According to the present invention, it is possible to provide a dynamic damper that exhibits a damping effect in a wide frequency range.

Especially, since the frequency range for damping effect can be widened,
Even if the spring constant of the elastic leg changes due to the change in the operating environment temperature of the dynamic damper, the damping effect that is less affected by the temperature change can be expected.
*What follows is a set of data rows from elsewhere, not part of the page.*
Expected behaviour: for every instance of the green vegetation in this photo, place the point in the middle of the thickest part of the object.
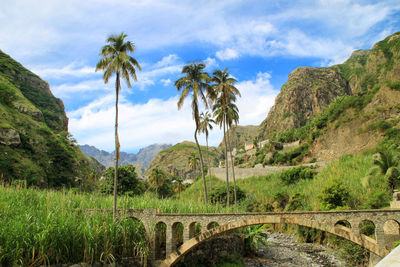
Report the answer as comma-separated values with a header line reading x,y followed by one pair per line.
x,y
116,60
46,227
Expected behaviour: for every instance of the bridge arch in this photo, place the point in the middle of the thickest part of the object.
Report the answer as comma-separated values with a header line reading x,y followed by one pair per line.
x,y
338,230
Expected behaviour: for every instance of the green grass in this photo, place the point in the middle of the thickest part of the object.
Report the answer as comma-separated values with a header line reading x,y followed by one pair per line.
x,y
46,226
351,170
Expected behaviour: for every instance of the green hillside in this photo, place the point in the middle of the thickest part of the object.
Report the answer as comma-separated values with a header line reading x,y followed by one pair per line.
x,y
34,141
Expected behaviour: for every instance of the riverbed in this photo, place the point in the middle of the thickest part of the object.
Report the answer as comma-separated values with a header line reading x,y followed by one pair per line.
x,y
283,250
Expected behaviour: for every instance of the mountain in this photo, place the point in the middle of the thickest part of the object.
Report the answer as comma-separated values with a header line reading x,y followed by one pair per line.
x,y
309,91
240,135
35,145
306,93
142,158
344,109
174,160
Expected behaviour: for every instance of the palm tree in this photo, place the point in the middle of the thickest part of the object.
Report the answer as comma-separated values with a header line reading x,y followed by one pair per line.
x,y
206,121
157,179
232,116
178,185
225,92
226,120
193,161
195,82
117,61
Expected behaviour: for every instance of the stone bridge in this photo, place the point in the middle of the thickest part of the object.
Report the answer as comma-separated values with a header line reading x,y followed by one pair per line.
x,y
183,232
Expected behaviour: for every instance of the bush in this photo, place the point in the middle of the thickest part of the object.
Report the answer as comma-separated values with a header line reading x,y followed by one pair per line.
x,y
280,200
7,94
377,200
394,85
219,195
334,195
293,175
296,203
288,157
127,182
[Brief description of drawings]

FIGS. 1 and 2 show a first embodiment of the present invention.
The figure shows a side view of the dynamic damper, and Fig. 2 shows A in Fig. 1.
It is sectional drawing which follows the -A line. In the figure, 2 is an elastic leg portion, 3 is an elastic leg portion, and 4 is a mass body.

Claims (1)

[Claims] 1. At least two elastic legs fixed to a vibration system, a surface elastically supported by the elastic legs, and a surface facing the vibration system, and an edge of the surface facing the vibration system. In the dynamic damper including one mass body having a side surface portion, the elastic leg portion is interposed between the vibrating system and the facing surface on one end side of the facing surface of the mass body, and vibrates. At least one first elastic leg portion that compresses and stretches in accordance with, and the vibration system and the side surface portion that extend outward from the side surface portion of the mass body at the other end side on the facing surface. A second elastic leg portion that is interposed between the elastic member and the second elastic leg portion, and the ratio between the spring constant of the first elastic leg portion and the supporting mass supported by the first elastic leg portion is It is larger than the ratio of the spring constant of the second elastic leg and the supporting mass supported by the second elastic leg. Dynamic damper characterized in that it is a constant.